Just Say No to Winter Viruses

By David Blyweiss, M.D., Advanced Natural Wellness

November 17, 2014

  • Antibiotics don’t cure colds or flu
  • Arm yourself with the strongest defense
  • … And halt winter viruses in their tracks

Now that cooler weather has arrived across most of the U.S., more and more of my patients are coming in hacking and coughing from a cold or flu. Many of them have just arrived from their northern homes, looking forward to a nice warm winter in the Sunshine State.

Quite a few of them, unfortunately, were struck down by a cold-weather virus before they headed south. Their throats hurt, they’re tired of being sick, and almost all of them ask me the same thing: “Doc, I’m miserable. Can you give me an antibiotic to help get over this thing?”

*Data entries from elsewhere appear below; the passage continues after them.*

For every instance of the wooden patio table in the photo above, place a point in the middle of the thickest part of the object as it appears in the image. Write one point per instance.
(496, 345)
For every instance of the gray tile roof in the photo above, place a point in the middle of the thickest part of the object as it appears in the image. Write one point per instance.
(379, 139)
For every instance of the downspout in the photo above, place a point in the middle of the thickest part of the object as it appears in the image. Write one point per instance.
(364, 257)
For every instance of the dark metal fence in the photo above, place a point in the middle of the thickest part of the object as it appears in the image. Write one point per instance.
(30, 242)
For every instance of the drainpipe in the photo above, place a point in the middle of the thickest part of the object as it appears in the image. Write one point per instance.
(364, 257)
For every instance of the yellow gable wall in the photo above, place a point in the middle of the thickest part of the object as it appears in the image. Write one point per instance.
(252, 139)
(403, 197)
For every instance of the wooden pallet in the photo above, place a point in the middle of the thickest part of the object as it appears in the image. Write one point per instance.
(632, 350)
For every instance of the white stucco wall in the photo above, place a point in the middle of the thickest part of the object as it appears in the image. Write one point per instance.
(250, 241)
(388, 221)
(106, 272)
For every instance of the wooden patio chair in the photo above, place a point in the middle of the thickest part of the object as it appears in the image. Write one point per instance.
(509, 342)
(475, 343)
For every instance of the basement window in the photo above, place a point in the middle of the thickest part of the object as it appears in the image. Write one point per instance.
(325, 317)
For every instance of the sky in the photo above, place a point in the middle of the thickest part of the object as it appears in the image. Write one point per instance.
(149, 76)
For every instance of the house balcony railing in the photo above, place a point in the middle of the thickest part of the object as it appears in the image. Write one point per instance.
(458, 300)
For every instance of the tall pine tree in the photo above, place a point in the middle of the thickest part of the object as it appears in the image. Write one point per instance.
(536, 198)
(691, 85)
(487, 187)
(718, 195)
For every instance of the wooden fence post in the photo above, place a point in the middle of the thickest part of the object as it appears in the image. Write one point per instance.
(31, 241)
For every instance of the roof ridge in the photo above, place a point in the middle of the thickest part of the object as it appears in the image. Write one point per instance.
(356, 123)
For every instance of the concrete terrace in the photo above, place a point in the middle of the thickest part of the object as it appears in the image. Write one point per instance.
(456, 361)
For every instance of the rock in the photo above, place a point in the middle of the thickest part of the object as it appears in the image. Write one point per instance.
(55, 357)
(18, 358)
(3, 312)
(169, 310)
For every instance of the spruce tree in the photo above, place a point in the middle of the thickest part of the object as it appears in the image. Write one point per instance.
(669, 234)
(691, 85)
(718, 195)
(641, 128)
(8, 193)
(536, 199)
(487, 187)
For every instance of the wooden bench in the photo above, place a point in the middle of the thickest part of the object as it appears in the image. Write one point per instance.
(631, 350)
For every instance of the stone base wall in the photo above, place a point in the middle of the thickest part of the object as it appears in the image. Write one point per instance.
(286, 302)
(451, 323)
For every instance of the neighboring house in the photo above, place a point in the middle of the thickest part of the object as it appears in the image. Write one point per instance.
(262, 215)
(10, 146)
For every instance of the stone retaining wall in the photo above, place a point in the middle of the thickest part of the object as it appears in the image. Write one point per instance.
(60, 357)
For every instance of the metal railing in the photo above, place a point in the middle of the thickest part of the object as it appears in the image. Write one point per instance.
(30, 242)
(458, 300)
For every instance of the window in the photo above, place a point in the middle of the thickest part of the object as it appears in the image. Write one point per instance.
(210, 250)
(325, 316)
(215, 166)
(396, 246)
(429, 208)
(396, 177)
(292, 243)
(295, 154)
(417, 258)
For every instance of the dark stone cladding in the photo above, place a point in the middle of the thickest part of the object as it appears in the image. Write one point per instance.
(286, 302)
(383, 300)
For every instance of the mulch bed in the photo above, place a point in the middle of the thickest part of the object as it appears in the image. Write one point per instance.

A lot of these folks swear that antibiotics have cured a cold or flu in the past. But that’s not really the case.

You see, when you have a respiratory infection, it usually takes about 18 days before the cough disappears. But most people think their hacking should stop within seven to 10 days, tops. So, somewhere around the 12th or 13th day, they get worried. That’s when they head to their doc to demand an antibiotic.

When their cough disappears less than a week after starting the antibiotic, the patient is convinced the drug has worked its magic. The truth is, that cough would have disappeared on its own in the same matter of time.

Unfortunately, many mainstream doctors are quick to write a prescription for antibiotics, even though antibiotics do nothing to stop or cure viral infections like a cold or flu!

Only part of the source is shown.